The risks of error or contamination in the sterile IV compounding process are well documented, and pharmacy leaders have been actively seeking ways to reduce these risks in recent years. As a result, the possibility of implementing automation, specifically IV workflow management systems, human-assist devices, and IV compounding robotics, is becoming more commonplace in discussions regarding sterile product production safety.
The University of Rochester Medical Center (URMC) has prioritized technology implementations to increase safety in a wide range of sterile production, including neonatal doses and hazardous medications. Our goal was to adopt a complete automation solution to address all types of preparations across all patient populations. To that end, we chose a safety technology solution that includes a non-hazardous IV compounding robot, hazardous IV compounding robots, IV workflow automation, and human-assist device robotics.
Pharmacy Purchasing & Products published an article in its July 2015 issue, Automating the Sterile Compounding Process, which describes the early stages of URMC’s IV automation implementation. This article provides an update on our progress, discusses challenges we addressed while maximizing these technologies, and identifies future goals.
Defining the Risks
The Institute for Safe Medication Practices (ISMP) supports implementing safety strategies in sterile compounding, stating1:
ISMP believes that bar code scanning of base solutions and ingredients should now be considered the minimum requirement for pharmacy IV admixture services, and that hospital leadership should support acquisition of technologies such as gravimetric verification of drug and diluent volumes and/or robotic image recognition.
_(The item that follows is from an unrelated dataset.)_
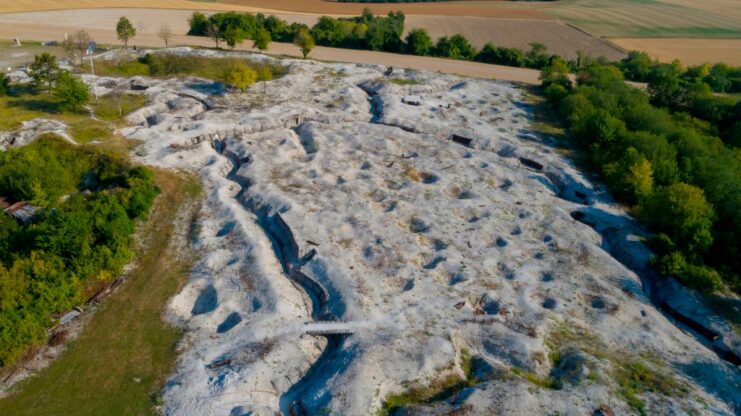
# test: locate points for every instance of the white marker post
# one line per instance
(89, 51)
At URMC, three key safety metrics form the cornerstone of sterile compounding safety goals, consistent with ISMP: bar code verification of ingredients, digital image capture of compounding processes and steps, and gravimetric verification of added components. A process that does not incorporate these critical steps is prone to introducing compounding errors.
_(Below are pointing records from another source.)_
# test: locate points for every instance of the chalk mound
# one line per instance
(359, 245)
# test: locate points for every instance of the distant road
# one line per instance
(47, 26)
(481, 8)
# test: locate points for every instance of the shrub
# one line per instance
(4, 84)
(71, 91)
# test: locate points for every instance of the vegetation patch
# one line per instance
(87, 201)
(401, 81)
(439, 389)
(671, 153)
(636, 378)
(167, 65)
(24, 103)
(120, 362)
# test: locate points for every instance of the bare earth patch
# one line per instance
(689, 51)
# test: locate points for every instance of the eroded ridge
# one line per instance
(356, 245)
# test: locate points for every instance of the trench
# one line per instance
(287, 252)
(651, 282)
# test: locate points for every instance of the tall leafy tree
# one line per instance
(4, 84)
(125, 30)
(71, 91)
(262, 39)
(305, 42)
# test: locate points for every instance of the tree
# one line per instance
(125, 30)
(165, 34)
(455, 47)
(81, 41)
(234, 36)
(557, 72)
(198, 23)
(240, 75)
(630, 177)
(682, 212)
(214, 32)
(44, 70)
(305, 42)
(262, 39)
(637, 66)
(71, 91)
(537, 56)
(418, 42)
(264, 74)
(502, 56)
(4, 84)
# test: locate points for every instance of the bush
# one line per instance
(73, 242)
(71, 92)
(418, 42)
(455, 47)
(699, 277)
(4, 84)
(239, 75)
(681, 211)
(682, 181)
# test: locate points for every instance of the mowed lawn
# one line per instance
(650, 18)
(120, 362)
The dangers of relying on manual processes and manual checking systems are well known. Although checks and double checks should be part of the overall safety strategy, they are too weak to function as the sole safety precaution. ISMP states, “Double checks will sometimes fail for a variety of reasons, not the least of which is that the process essentially depends on one fallible person assessing another fallible person’s work.”2 One study evaluating compounding accuracy at five hospitals reported a combined error rate of 9%.3 Multiple manipulations and a lack of technician training and experience were cited as factors increasing the risk of error.
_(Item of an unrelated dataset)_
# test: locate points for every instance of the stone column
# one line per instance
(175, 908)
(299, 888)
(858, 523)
The syringe pullback method of checking sterile preparations, wherein a pharmacy technician or pharmacist pulls back the plunger on an empty syringe to indicate the volume added to a compound, has been criticized as a weak safety strategy by many safety organizations, and highlighted ISMP, by stating that the syringe pullback method should never be used.4 Nevertheless, this process remains commonplace in many hospital IV rooms. Although some hospitals using the syringe pullback method have developed alternative strategies for checking high-risk preparations, such as visual verification of volumes drawn prior to addition to another solution in pediatric and oncology preparations, it is wise to eliminate the practice entirely. Reliance on visual measurement is flawed and error prone. For example, one study reported that when using volumetric technique in the preparation of chemotherapy compared with gravimetric methods, only 72% of preparations were within a ±5% tolerance of the expected dose.5
Failure Modes and Effects Analysis
URMC performed a Failure Modes and Effects Analysis (FMEA) on our sterile compounding process to identify areas of weakness, and determined that there were more than 30 process steps or decision points that were risk points for failure. Further evaluation revealed that the majority of these risks, including wrong product selection, incorrect volume added, incorrect diluent, an omitted ingredient, and missing a check in the multi-check process, could be mitigated by implementing safety technology. Moreover, our root-cause analysis groups noted that these weaknesses had already been identified as the primary causes in errors that had occurred at our institution. Both FMEA and root-cause analysis provided support for incorporating safety technology into the IV preparation process.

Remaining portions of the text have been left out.